And if it’s not JSON because of space restrictions, BERT or something similar could be used, it supports compression out of the box and is not restricted to printable characters.
I’m pretty sure there is a Java implementation out there…
You can even make this converter a port, or use jerlang or what was its name to call Java code directly…
And I never told you to change that. I have understood that you can not change the legacy system.
What we are suggesting is that you write a “third” program in Java, that does the conversion, depending on the type of the value in the map, either write out JSON or XML or BERT (aka Erlang External Term Format).
You have already Java code that shows you how to load the dump. Therefore loading and converting from there is probably the easiest thing to do.

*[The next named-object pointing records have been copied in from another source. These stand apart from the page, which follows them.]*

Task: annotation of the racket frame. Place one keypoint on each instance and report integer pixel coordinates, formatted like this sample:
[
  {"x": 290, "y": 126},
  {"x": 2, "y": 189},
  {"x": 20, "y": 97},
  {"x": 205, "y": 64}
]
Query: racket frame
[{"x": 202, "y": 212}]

Trying to load the unknown encoding in elixir/erlang code will be a lot of pain. We are just suggesting the easier ways. The BEAM is good in letting other programs work. Use it!
I wouldn’t classify serialized Java objects as a “common data structure”. You’d encounter similar problems trying to use Elixir to read data stored from Ruby’s Marshal, Python’s pickle or PHP’s serialize, all of which are intended for language-specific structure-preserving data storage.
Compare those to Erlang’s external term format, which is extensively documented specifically for interoperating with non-Erlang code.
+1 to writing an adapter program in Java, to let Java handle decoding its own data structures.